Xi is now undeniably a strongman, more powerful than the last two presidents Jiang Zemin and Hu Jintao, Lam said. "After Deng Xiaoping came to power, he established the collective leadership system, with a specific division of labor within the Politburo Standing Committee. The general secretary of the Standing Committee usually does not interfere with other members' work, but Xi essentially broke this mechanism," explained Lam.

"Some people around Xi are busy working on a Mao-style personality cult. That's why you will find that Xi appears in the People's Daily and on CCTV more often than any other committee members," said China expert Lam.

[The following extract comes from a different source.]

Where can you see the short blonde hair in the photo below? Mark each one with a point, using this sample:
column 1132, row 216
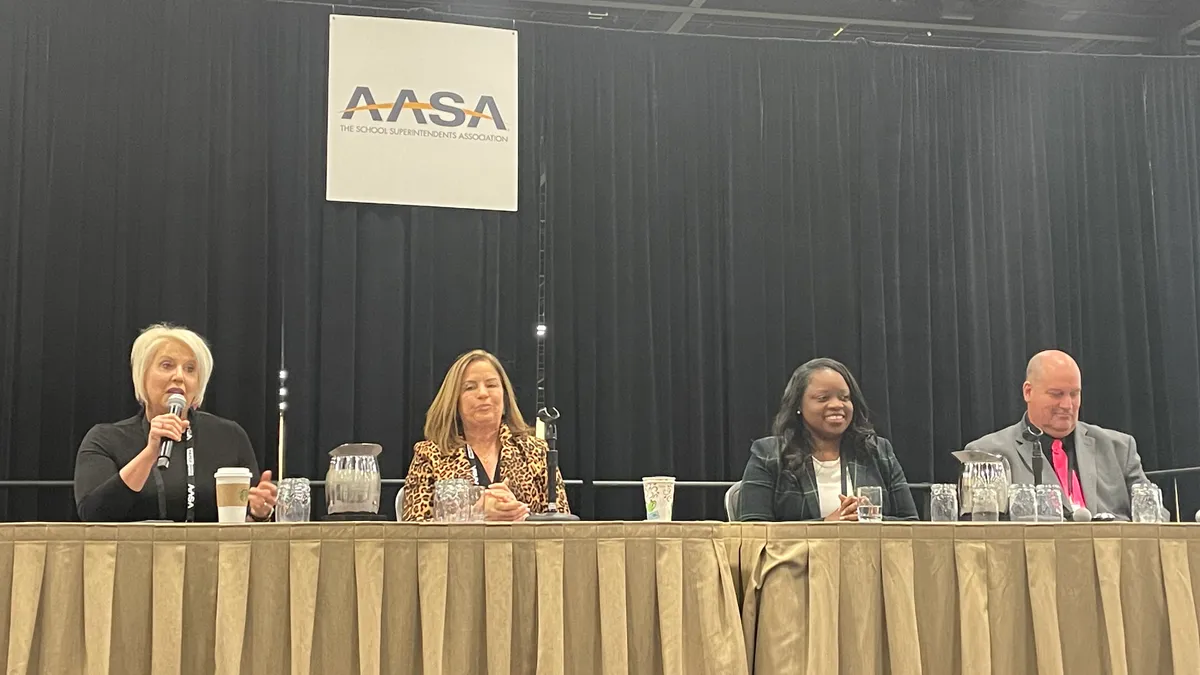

Mao Zedong Mao Tse-tung China 1960 - 1960: Mao Zedong known as Mao Tse-tung (1893 - 1976) the communist leader and first chairman of the People's Republic from 1949. (Photo by Hulton Archive/Getty Images)
The cult of personality reached fever pitch in the era of Mao ZedongImage: Getty Images

Embrace or despise the cult?

A repetition of Mao's era is impossible, says professor Hu, pointing out that the current generation now has a range of different interests. "People are no longer as ignorant as before. However, the nourishing soil of personality cult still exits, as the Chinese are expecting a new generation of charismatic authority."

"People confront problems in the real world and see all sorts of darkness and unfairness. They were expecting the emergence of a strongman who could change the situation at the grassroot level. This is perhaps the social basis of the new cult," Hu told DW.

Taiwan's former president Chiang Ching-kuo once said: "I will use authoritarian means to end the authoritarian system." These words were now borrowed by professor Hu to refer to his expectations for Xi Jinping.

But for China expert Lam the strongman-concept is outdated. "Strongman-politics won't work," as China has loads of problems, and solving them depends on democracy, political participation and public oversight, he said. "This is regression."